Elasticsearch plugin which only provides a TokenFilter that merges tokens in a token stream back into one. Taken from http://elasticsearch-users.115913.n3.nabble.com/Is-there-a-concatenation-filter-td3711094.html
This plugin targets 1.X versions of ES, and won't work for 2.X.
Support for ElasticSearch 2.2.0 was added thanks to @bomberby and can be found in the 2.2.0 branch. It may be compatible for all 2.X versions, but was only tested on 2.2.0.
To install on your current ES node, use the plugin binary provided in the bin folder (on Ubuntu it should be under /usr/share/elasticsearch/bin
)
bin/plugin -u https://github.com/francesconero/elasticsearch-concatenate-token-filter/releases/download/v1.1.0/elasticsearch-concatenate-1.1.0.zip -i concatenate
The plugin provides a token filter of type concatenate
which has one parameter token_separator
. Use it in your custom analyzers to merge tokenized strings back into one single token (usually after applying stemming or other token filters).
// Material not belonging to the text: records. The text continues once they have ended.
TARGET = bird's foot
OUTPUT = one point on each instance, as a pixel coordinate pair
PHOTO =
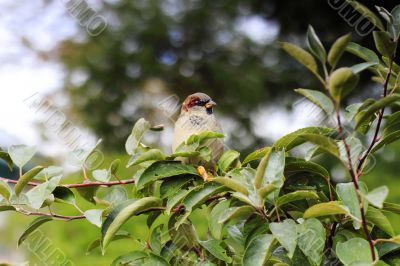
(207, 176)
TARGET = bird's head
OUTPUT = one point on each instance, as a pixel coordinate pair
(198, 102)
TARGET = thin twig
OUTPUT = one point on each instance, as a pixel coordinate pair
(378, 125)
(85, 184)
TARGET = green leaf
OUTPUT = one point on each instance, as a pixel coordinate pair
(376, 217)
(319, 99)
(348, 195)
(134, 139)
(295, 139)
(94, 216)
(215, 215)
(39, 194)
(384, 43)
(231, 184)
(49, 172)
(102, 175)
(5, 190)
(325, 209)
(198, 197)
(295, 165)
(262, 166)
(354, 252)
(311, 240)
(235, 213)
(358, 68)
(294, 196)
(342, 82)
(388, 139)
(32, 227)
(163, 169)
(366, 13)
(114, 166)
(24, 180)
(214, 247)
(257, 154)
(150, 155)
(64, 195)
(315, 45)
(396, 21)
(373, 108)
(362, 52)
(88, 193)
(259, 250)
(274, 170)
(121, 213)
(377, 196)
(118, 236)
(227, 160)
(337, 49)
(172, 185)
(21, 154)
(6, 157)
(177, 198)
(302, 56)
(286, 234)
(325, 143)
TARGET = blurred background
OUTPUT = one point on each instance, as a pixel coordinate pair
(101, 65)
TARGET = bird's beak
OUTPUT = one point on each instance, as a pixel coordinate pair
(210, 104)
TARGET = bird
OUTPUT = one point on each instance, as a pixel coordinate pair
(197, 116)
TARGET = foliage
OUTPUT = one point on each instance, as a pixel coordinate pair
(282, 211)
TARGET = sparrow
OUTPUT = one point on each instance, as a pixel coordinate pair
(196, 117)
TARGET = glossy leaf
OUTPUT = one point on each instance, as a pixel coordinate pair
(163, 169)
(294, 196)
(150, 155)
(256, 155)
(311, 240)
(231, 184)
(295, 139)
(64, 195)
(227, 160)
(373, 108)
(315, 45)
(384, 43)
(32, 227)
(121, 213)
(354, 252)
(134, 139)
(377, 196)
(337, 49)
(325, 209)
(24, 180)
(319, 99)
(94, 216)
(367, 13)
(286, 234)
(214, 247)
(39, 194)
(362, 52)
(342, 82)
(348, 195)
(376, 217)
(215, 215)
(5, 190)
(21, 154)
(259, 250)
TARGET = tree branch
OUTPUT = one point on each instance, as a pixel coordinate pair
(378, 125)
(84, 184)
When saving arrays of strings to a field, these are handled in elasticsearch as separate tokens, so this filter would collapse all the elements of the array into one, and usually you don't want that to happen. As a workaround you can set position_offset_gap
on the field to a high number and pass the same number as the increment_gap
parameter to the filter, which then only concatenates all tokens closer than this value.
Given the custom analyzer (see https://www.elastic.co/guide/en/elasticsearch/guide/current/custom-analyzers.html):
{
"analysis" : {
"filter" : {
"concatenate" : {
"type" : "concatenate",
"token_separator" : "_"
},
"custom_stop" : {
"type": "stop",
"stopwords": ["and", "is", "the"]
}
},
"analyzer" : {
"stop_concatenate" : {
"filter" : [
"custom_stop",
"concatenate"
],
"tokenizer" : "standard"
}
}
}
}
the string:
"the fox jumped over the fence"
would be analyzed as:
"fox_jumped_over_fence"